15 800 élèves sont scolarisés à Reims dont 8000 cantiniers. Mme MARCHET souligne les grosses difficultés dues aux demandes de dérogation, elle indique qu’il va falloir changer le mode de fonctionnement pour aboutir à un idéal qui ferait que fin juin les réponses seraient définitives sans autre recours. Il y a eu 1200 demandes dont 70% accordées. Elle indique aussi que les classes de REP et REP+ sont déjà fortement chargées. D’autre part les parents ne fournissent pas ou tardivement les certificats de radiation et cela bloque le processus d’inscription.

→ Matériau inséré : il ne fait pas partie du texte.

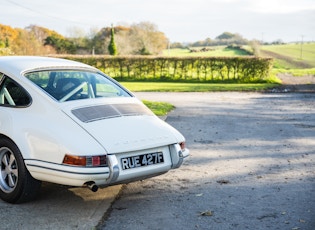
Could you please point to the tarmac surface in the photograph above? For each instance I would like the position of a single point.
(62, 207)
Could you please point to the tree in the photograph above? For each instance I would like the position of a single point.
(112, 45)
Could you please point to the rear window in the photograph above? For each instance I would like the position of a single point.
(66, 85)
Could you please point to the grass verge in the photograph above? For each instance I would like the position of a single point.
(159, 108)
(194, 87)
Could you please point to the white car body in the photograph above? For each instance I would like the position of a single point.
(119, 129)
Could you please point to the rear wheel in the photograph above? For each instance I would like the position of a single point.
(16, 183)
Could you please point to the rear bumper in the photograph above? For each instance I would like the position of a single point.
(113, 174)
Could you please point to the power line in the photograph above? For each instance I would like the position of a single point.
(45, 14)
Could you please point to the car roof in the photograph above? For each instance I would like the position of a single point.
(19, 64)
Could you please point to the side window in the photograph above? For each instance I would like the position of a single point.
(12, 94)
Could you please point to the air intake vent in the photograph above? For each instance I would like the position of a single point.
(99, 112)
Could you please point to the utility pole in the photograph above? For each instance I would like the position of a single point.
(301, 53)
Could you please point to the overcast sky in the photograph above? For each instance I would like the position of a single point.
(180, 20)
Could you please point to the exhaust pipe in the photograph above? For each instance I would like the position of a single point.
(92, 186)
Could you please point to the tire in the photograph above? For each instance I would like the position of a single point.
(16, 183)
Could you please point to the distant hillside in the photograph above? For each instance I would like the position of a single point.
(291, 56)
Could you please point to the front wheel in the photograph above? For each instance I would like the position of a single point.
(16, 183)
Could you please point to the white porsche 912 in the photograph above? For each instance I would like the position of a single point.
(68, 123)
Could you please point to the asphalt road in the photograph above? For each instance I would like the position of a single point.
(252, 166)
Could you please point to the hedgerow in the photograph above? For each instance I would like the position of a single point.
(199, 69)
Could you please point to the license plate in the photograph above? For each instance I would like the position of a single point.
(142, 160)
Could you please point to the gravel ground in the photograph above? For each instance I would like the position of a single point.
(304, 84)
(252, 166)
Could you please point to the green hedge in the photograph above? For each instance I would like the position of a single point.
(200, 69)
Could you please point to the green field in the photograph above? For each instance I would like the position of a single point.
(291, 56)
(295, 58)
(214, 51)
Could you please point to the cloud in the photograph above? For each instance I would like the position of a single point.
(280, 6)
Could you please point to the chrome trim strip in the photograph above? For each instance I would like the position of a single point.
(113, 168)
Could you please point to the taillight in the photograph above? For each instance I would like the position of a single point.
(86, 161)
(182, 145)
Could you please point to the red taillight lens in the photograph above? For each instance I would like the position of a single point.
(182, 145)
(87, 161)
(74, 160)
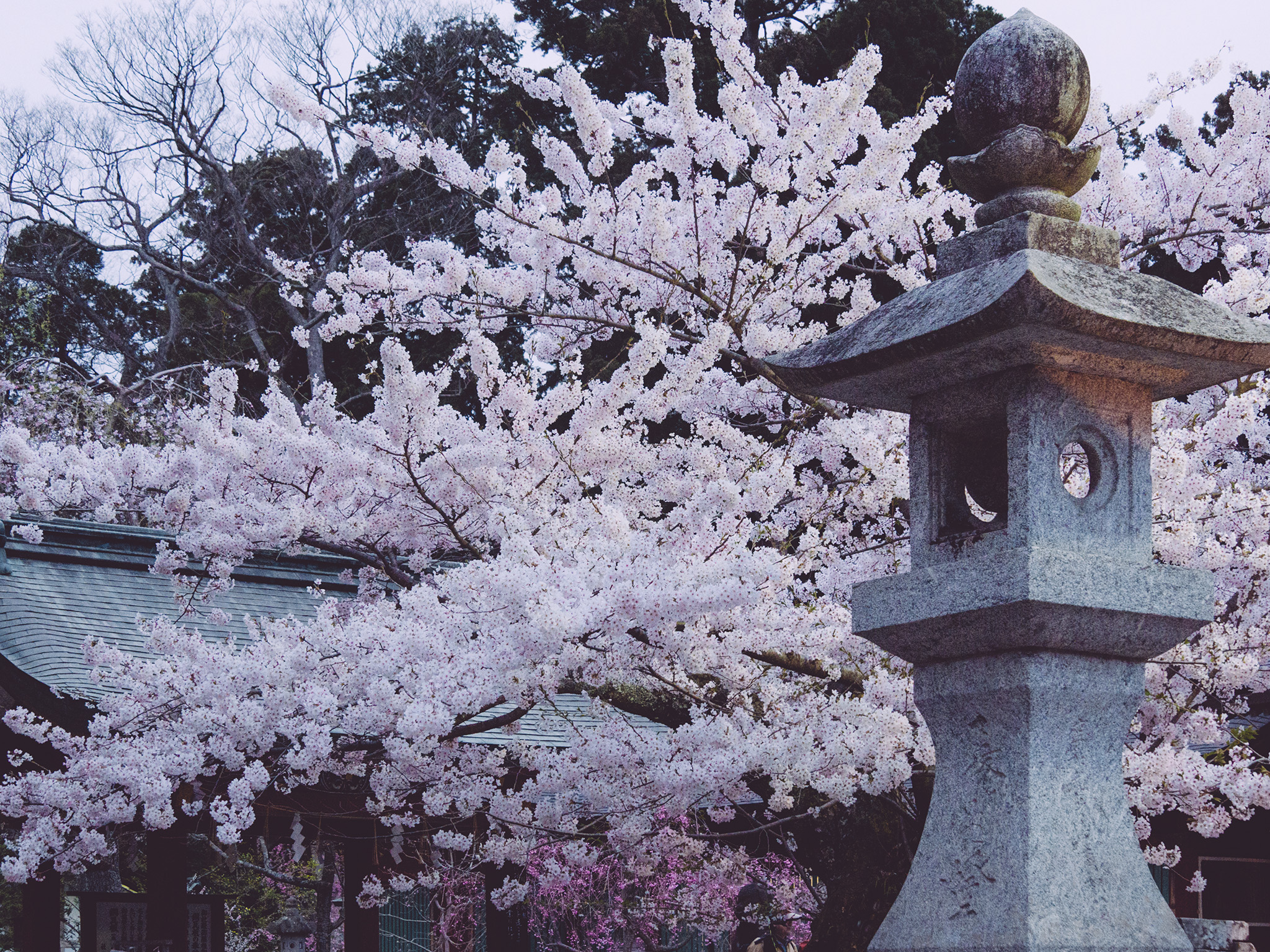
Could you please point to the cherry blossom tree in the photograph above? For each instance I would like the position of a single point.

Le SE-UNSA souhaite en effet pour la bonne anticipation de la rentrée, que la constitution pédagogique des classes puisse être faite en fin d’année scolaire le plus justement possible. Le SE-UNSA souhaite également qu’il y ait un travail sur les périmètres scolaire pour uniformiser les secteurs maternelles et élémentaires.


Notre avis


Nous espérons que nos demandes seront entendues, et nous en suivrons l’évolution. Madame MARCHET était à l’écoute. Pour les demandes organisationnelles, cela peut aboutir rapidement. Pour les demandes ayant un gros impact sur le budget, nous avons proposé qu’il puisse y avoir une montée en charge progressive (crédits scolaires par exemple). Pour le pôle Sciences, l’année scolaire n’est pas de trop pour entamer l’élaboration d’un projet avec les associations. Cela peut reposer sur des bénévoles, ou des vacations payées par la ville. Ce n’est pas simple à mettre en place… et cela a un coût, bien sûr.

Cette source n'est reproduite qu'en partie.